The name derives from Etruscula, a village founded perhaps in the times of the Roman Republic, or more likely from truiscu, 'mountain pepper', a herbaceous plant that thrived in the hills surrounding the village, used to clean donkeys and horses. Villanova Truschedu, the setting of the Flavio Soriga's novel 'Sardinia Blues', is a characteristic village with 300 inhabitants lying in the hinterland of Oristano in the territory of Barigadu, on the banks of the river Tirso. The historic town of this charming and welcoming village, structured around the parish church of Sant’Andrea Apostolo, is known as Ruinas, indicating the ruins of a Roman village, located along the road that connected Forum Traiani to the Campidano plain, playing a strategic economic and military role. The most fascinating place of worship is the late-Romanesque Sanctuary di san Gemiliano, characterised by the muristenes or cumbessias, small houses used by the faithful during the novenas for the saint celebrated in September, whilst the patron Sant'Andrea, is celebrated in late November.

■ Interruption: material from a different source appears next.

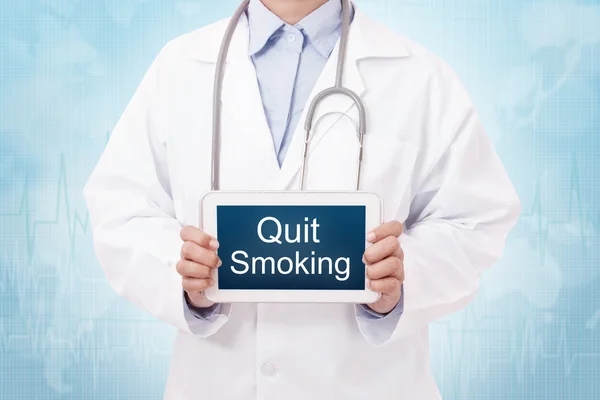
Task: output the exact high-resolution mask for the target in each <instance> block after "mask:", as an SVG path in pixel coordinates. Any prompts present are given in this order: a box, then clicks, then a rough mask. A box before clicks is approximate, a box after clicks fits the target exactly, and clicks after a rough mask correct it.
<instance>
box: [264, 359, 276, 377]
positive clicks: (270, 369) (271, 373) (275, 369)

The area has a very high density of Nuragic structures, with it being possible to visit the complexes of San Gemiliano, Dominigu Porru, Zoppianu and, above all, next to the Santuario di San Gemiliano, the majestic Nuraghe di Santa Barbara, a complex structure with main tower and additional body, which contains a courtyard and a secondary tower. With a base of almost seven metres in diameter, the chamber of the main tower is one of the largest on the island, whilst the chamber of the secondary structure is surrounded by a series of openings. Both have a tholos (false dome) roof that is almost intact. The Nuraghe is surrounded by a settlement that lasted throughout the Roman and then medieval times, its name evoking the existence of a sanctuary from Byzantine or subsequent times. The Nuragic settlement consisted of multi-chamber huts with rooms of different shapes and with differing functions, arranged around open courtyards and other structures. The settlement is bordered by a wall built with large blocks, perhaps for defensive purposes, enclosing an area of almost one hectare, estimated to have housed about 150 inhabitants. Next to the south-western side are quadrangular rooms built with smaller stones or with blocks made from almost-overlapping Nuragic structures, being Roman and early Medieval buildings. In the exhibition hall inside the complex of the Nuraghe Losa in Abbasanta, finds discovered during excavations are on display.